Skin Care Brands – The Ultimate Personality Test!
If there was ever a personality test that can give the Rorschach inkblot test, Carl Jung’s 16-type indicator test, and the highly-popular Myers Briggs test a run for their psychology money, it would be the simple act of checking out a woman’s skin care kit. You can immediately tell what their worries are by the type – or should I say strength? – of moisturizer they have, if they’re the spender or the penny pincher, and even their habits can be revealed by the number of products they own. Here are a few personality categories based on your skin care brands:
Personality #1: The Minimalist
You are the Zen master when it comes to skin care brands and products. Instead of less is more, your mantra is less is enough. Typically, your beauty products consist of the basics – cleanser, toner, and moisturizer. And most probably all are from a brand that you’re extremely familiar with and have used since you were a kid.
But what you lack in skin care brands frenzy, you make up for with your consistency. Because the beauty products in your vanity are so pared down, you tend to follow and stick to your routine like clockwork. This means that you get to experience a product’s full potential, as well as see its long term effect on your skin.
However, you should be careful about tachyphylaxis or better known as “you have used the same skin care products for so long that they have already lost their effect condition”. Experts like Dr. Jennifer Jones of the British Skin Foundation recommends switching up products every six months to avoid this condition.

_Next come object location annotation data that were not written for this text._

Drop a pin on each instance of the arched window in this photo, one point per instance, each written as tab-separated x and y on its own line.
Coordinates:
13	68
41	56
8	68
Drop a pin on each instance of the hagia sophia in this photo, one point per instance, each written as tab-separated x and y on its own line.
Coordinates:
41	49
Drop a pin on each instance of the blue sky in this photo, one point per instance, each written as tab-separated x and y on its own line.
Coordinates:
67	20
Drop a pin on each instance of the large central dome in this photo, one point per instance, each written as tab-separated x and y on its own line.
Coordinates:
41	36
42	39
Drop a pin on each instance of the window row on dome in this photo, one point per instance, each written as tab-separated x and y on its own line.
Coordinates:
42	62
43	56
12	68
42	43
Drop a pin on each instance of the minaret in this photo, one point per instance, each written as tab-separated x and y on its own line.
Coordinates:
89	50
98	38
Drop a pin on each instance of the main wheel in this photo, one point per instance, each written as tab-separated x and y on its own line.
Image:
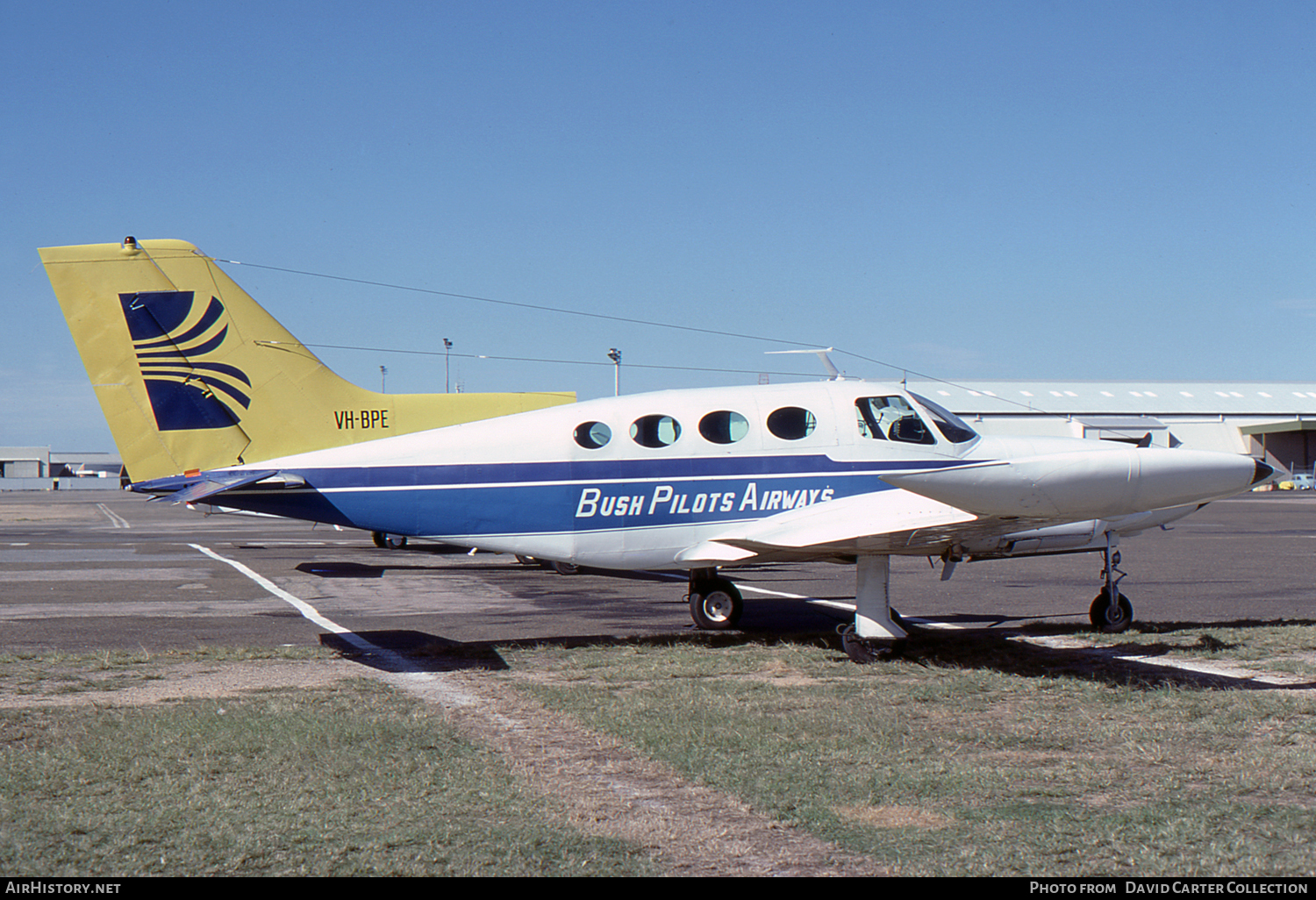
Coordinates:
1111	621
389	541
716	605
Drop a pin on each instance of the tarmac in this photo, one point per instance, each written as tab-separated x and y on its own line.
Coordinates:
84	571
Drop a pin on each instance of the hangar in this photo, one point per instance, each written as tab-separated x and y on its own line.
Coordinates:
37	468
1270	420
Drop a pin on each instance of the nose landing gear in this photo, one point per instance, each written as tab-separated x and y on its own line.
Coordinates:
1111	611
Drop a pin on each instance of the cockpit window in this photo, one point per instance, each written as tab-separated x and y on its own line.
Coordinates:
791	423
591	436
723	426
891	418
654	431
948	423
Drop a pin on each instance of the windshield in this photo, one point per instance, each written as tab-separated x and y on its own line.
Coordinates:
948	423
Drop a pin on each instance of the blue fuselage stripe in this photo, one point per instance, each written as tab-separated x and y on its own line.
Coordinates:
473	500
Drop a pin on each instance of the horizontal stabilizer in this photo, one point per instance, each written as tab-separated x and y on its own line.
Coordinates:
210	484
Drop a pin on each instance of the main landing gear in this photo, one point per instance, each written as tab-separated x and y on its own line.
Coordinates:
1111	611
389	541
715	603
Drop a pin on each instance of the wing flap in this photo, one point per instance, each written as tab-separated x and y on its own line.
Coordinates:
883	521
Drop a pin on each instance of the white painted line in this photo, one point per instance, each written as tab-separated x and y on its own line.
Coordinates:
404	675
300	605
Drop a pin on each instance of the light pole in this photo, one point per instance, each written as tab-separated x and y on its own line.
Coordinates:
615	355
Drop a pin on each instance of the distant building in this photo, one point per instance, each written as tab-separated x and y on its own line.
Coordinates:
37	468
1274	421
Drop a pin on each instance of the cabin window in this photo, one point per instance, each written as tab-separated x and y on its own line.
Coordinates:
723	426
654	431
791	423
891	418
950	425
591	436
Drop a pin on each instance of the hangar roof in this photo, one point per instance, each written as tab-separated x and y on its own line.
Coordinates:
1289	399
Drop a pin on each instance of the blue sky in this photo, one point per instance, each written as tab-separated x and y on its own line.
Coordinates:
968	189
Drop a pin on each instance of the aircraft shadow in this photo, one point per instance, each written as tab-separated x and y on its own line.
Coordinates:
1126	665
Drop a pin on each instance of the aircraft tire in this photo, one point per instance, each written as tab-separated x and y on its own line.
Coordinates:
389	541
1111	621
716	605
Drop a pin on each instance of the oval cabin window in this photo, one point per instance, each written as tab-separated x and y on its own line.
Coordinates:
591	436
654	431
791	423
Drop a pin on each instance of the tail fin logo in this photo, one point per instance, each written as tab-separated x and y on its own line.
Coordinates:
171	344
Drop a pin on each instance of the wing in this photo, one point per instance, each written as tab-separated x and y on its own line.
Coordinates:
892	521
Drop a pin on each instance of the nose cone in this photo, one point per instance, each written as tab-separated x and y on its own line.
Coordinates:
1089	484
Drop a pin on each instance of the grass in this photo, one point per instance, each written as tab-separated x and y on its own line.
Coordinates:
971	758
971	754
349	781
39	674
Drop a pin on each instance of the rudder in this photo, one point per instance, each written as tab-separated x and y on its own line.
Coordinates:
191	373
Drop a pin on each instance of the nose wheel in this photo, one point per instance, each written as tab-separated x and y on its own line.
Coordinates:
1111	612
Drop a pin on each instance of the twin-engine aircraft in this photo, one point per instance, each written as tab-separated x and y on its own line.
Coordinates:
697	479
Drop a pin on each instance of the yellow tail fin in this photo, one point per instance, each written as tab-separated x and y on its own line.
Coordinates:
191	373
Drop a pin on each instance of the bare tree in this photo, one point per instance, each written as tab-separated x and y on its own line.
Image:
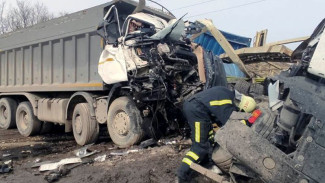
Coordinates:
2	19
40	13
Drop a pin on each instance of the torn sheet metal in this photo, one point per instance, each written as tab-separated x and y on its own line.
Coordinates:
54	166
274	92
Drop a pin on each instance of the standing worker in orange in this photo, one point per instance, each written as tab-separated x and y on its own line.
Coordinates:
206	109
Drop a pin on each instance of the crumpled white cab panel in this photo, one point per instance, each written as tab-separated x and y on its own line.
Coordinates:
112	66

Personality #2: The Save Mother Earth All Natural Chic
While other women read labels on skin care brands looking for key ingredients, you check out labels for keywords such as organic, natural, and no animal testing. Only when you find these in product labels will you then consider them worthy of a place in your environmentally-conscientious skin care routine.
And who can blame you? When there is no clear agency that’s in-charge of enforcing regulations for cosmetics and beauty products. This means that without a standard set of rules to follow, the world of skin care brands and cosmetics is the Wild Wild West. Wherein lead in lipsticks, mercury in face creams, and other nasty, stuff you don’t want to know about can be found in even the best skin care line.
To make sure which products are all certified natural and organic, you should visits sites such as the Environmental Working Group (EWG) and Campaign for Safe Cosmetics. Both websites have an extensive list of brands that pledge to be transparent about the ingredients that they use in their products.
Personality #3: The Me Versus Wrinkles Woman
For you the best product line is the one that can get rid of your skin’s archenemy – wrinkles. You’re fine spending a few extra dollars on exclusive skin care brands as long as you see results. And although your skin care products may come from an assortment of brands, all of them are bound by one goal and one goal only, which is to remove fine lines and wrinkles.
Keep in mind however, that just because different products target the same things doesn’t mean you should go ahead and create an anti-wrinkle cocktail. For example, copper peptides that are found in many anti-aging serums don’t mix well with Vitamin C which is also a common anti-aging ingredient. Such is also the case with Alpha Hydroxy Acids and retinoids/retinols which counteract each other.
Also, make sure to complement your best anti-aging products with a healthy lifestyle. You can do this with simple things such as drinking eight or more glasses of water a day, getting at least eight hours of sleep, introducing more fruits and vegetables in your diet, and regular exercise. And in terms of skin care routine, just don’t forget your basics such as removing your makeup before you sleep (did you know that one night of sleeping with your makeup is equivalent to stressing out your skin for 10 days? the horror.), moisturize daily, apply sunblock, and exfoliate at least once a week for quicker skin cell regeneration.